Etonnement, c’est un rapport commandé par le gouvernement luxembourgeois , qui dirige le pays dont le PIB par tête est le plus élevé au monde (cet indicateur de richesse leur est donc pleinement favorable), qui non seulement remet le Rapport Stiglitz au goût du jour, nous démontre tout son intérêt et ses multiples apports (qui n’étaient pas mis en doute), mais surtout nous expose ses prolongements, et l’utilisation qu’il en est actuellement fait. Loin de l’écho médiatique dont le rapport a bénéficié lors de sa remise, c’est maintenant dans l’ombre que les statisticiens de divers organismes effectuent un travail de fond pour mettre en application ses recommandations. L’INSEE a été la première à proposer des prolongements aux travaux de la Commission Stiglitz, et a réussi à entrainer avec elle Eurostat et l’OCDE, et par là même des instituts statistiques nationaux issus d’autres pays européens. Si les statistiques et les indicateurs correspondants tardent à être publiés, c’est qu’il s’agit d’un travail long, complexe et controversé : comme tout travail scientifique, il est préférable d’aller doucement mais surement…et de manière rigoureuse. Le Projet PIBien-être mené conjointement par le Conseil Economique et Social et le Conseil Supérieur pour un Développement Durable du Luxembourg illustre parfaitement cette réalité. Commandé en avril 2010 par le Premier Ministre, le Rapport Technique proposé en Mars 2011 s’avère riche, complet, et propose une sélection d’indicateur. Ceci ne constitue qu’une étape de l’évaluation du Bien-être : demeure à décider les modes de calculs des variables (qualitatif/quantitatif) et surtout leur pondération, exercice très sensible (cf post précédent).

Actions globales, comparaisons internationales et spécificités locales

Au sein de ce rapport d’étape, quelques constatations et choix méthodologiques méritent d’être soulignés. Les différents experts consultés mettent en avant la nécessité d’indicateurs globaux, permettant de comparer les régions ou pays au niveau européen, voir mondial, mais également l’absolue nécessité de prendre en compte les spécificités locales. On ne peut évaluer le bien-être de la population de manière universelle, celle-ci est souvent relative [1] . Ainsi, les indicateurs identifiés comme spécifiques au Luxembourg sont les suivants :
-  Coût du logement ;
-  Nombre de logements achevés par an ;
-  Programmes locaux à la TV ;
-  Conservation de la langue locale ;
-  Proportion de gens pouvant parler la langue locale ; De même, les indicateurs suivants n’ont pas été retenus :
-  Population des oiseaux nicheurs/communs (il s’agit d’un indicateur non pertinent pour le Luxembourg du fait que les oiseaux communs ont tendance à se multiplier et que les « petits » oiseaux ont tendance à disparaitre) ;
-  Participation aux élections législatives (l’indicateur n’est pas pertinent étant donné le caractère obligatoire du vote lors des élections législatives). Il s’avérerait donc pertinent de décider d’indicateurs globaux et/ou de référence au niveau mondial et européen (cela pourrait être effectué par la Banque Mondiale, les divers organismes de l’ONU, l’OCDE ou encore EUROSTAT), permettant la comparaison et l’harmonisation des statistiques nationales mais qui serviraient également de « feuille de routes » pour décider d’indicateurs purement nationaux, voir intra-nationaux (arbitrage à effectuer par les organismes nationaux). Faisons un parallèle avec notre constatation précédente concernant le travail de longue haleine de chaque organisme : une étroite collaboration entre eux semble de surcroît nécessaire.
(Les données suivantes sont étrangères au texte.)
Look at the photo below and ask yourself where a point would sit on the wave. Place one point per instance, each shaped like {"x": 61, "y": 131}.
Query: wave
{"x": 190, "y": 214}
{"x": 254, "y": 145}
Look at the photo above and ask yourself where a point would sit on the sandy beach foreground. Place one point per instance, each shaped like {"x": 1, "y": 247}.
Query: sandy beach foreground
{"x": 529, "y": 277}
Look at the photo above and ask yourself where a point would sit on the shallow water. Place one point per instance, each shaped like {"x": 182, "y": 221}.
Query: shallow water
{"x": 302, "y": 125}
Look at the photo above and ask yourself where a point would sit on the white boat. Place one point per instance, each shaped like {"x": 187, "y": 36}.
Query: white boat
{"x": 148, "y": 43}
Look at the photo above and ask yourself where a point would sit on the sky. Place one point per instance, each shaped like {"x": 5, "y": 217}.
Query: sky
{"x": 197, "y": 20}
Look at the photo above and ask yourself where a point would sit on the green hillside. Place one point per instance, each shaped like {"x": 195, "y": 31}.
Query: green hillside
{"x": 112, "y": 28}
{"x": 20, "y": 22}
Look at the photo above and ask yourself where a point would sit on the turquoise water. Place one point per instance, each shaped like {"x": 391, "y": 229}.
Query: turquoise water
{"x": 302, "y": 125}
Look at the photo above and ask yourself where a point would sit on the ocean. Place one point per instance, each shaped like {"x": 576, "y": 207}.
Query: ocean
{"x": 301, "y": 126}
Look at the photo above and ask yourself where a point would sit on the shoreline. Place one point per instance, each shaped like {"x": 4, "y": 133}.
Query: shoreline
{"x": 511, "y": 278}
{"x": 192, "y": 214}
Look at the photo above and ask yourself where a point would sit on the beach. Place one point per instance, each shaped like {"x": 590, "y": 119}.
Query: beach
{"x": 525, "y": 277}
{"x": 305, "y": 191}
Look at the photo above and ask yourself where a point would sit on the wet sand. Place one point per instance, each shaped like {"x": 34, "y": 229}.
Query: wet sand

Quant à savoir si les luxembourgeois se sentent aussi heureux qu’ils semblent riches, d’après leur PIB par habitant, il faudra encore un peu de patience… A suivre donc !

[1] Le Professeur Andrew Clark explique que si le bien-être est fonction du revenu, il l’est de manière relative. Le fait de savoir combien possède une personne ne suffit pas, mais il faut aussi savoir ce qu’elle possède par rapport à une autre qui représente un niveau de référence. De même, il faut prendre en compte l’axe temporel, qui explique en quelque sorte que l’individu « s’habitue » au bonheur. Dans la lignée de ses recherches, Clark montre par exemple qu’un chômeur en couple va être plus heureux si son conjoint est également au chômage que s’il travaillait, cependant, il serait plus satisfait s’ils travaillent tous deux(!).